C’est au détour d’un amendement sans rapport avec la réforme des retraites, déposé à la dernière minute sur un projet de loi lui-même examiné après engagement de la procédure accélérée, que le Gouvernement a mis à bas l’indépendance de la médecine du travail, principe essentiel garantissant l’effectivité de la protection de la santé de plus de 15 millions de salariés.
Les services de santé au travail, les SST, seront désormais placés sous l’autorité de l’employeur. L’organisation de la médecine du travail et les missions de prévention seront confiées non plus directement aux médecins du travail, mais aux directeurs des organismes de santé au travail, qui ne seront ni élus ni choisis par les organisations syndicales ou, directement, par les salariés, mais désignés arbitrairement par l’employeur.
Alors que nous assistons à la montée des troubles musculo-squelettiques et à l’explosion des risques psychosociaux, alors que les travaux de nombreux groupes politiques arrivent aux mêmes conclusions que ceux des socialistes sur le nécessaire renforcement du rôle de la médecine du travail, le Gouvernement et la majorité préfèrent sacrifier la santé et le bien-être au travail de nombreux salariés.

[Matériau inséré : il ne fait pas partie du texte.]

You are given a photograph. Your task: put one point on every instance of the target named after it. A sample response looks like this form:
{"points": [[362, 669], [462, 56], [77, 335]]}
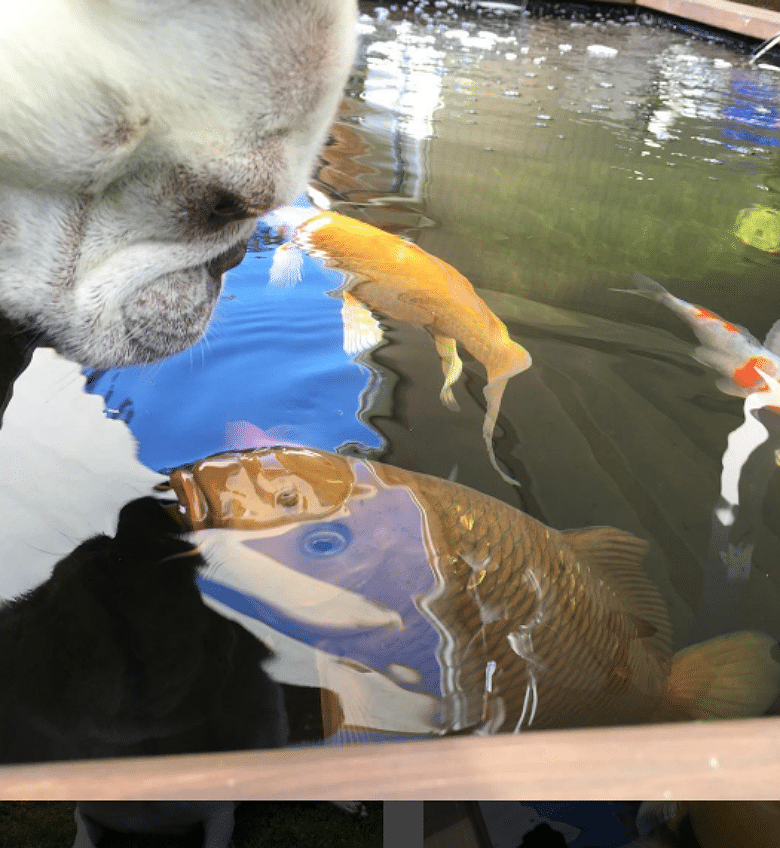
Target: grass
{"points": [[270, 824]]}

À l’issue du vote du 15 septembre dernier à l’Assemblée nationale, l’Ordre des médecins a, quant à lui, marqué son opposition au texte, estimant qu’il ne répondait ni « aux attentes des salariés, qui doivent bénéficier d’une prise en charge globale de leur santé », ni « aux nécessités de l’exercice des médecins du travail dans le respect de leur indépendance technique ».
L’article 25 du projet de loi tend à instaurer un carnet de santé au travail, qui sera constitué par le médecin du travail. Une telle possibilité ne sera toutefois opérationnelle qu’en cas de nombre suffisant de médecins du travail et d’une information suffisante de ceux-ci sur les entreprises. Ce carnet ne sera éventuellement communiqué qu'à un autre médecin du travail.
Il prévoit aussi la mise en place d’une « fiche d'exposition » à des contraintes physiques, à un environnement agressif ou à des rythmes de travail « susceptibles de laisser des traces durables, identifiables et irréversibles sur la santé ». Cette fiche sera établie par l'employeur puis communiquée au SST, et non au médecin du travail, qui en a été explicitement écarté.
Il est prévu que ladite fiche complète le carnet de santé de chaque travailleur, ce qui impliquerait des visites périodiques pour tous les travailleurs.
Ce dispositif ne fait que copier l'existant en matière de risques chimiques ou d'exposition à l'amiante. Comme aujourd'hui, on peut craindre qu’une fiche rédigée par l'employeur ne reflète pas la totalité des facteurs de pénibilité auxquels le travailleur aura été exposé. Elle ne fait l'objet d'aucune confidentialité, ce qui implique qu'elle pourrait être communiquée à des tiers, voire à d’éventuels futurs employeurs, puisque rien ne l’interdit explicitement.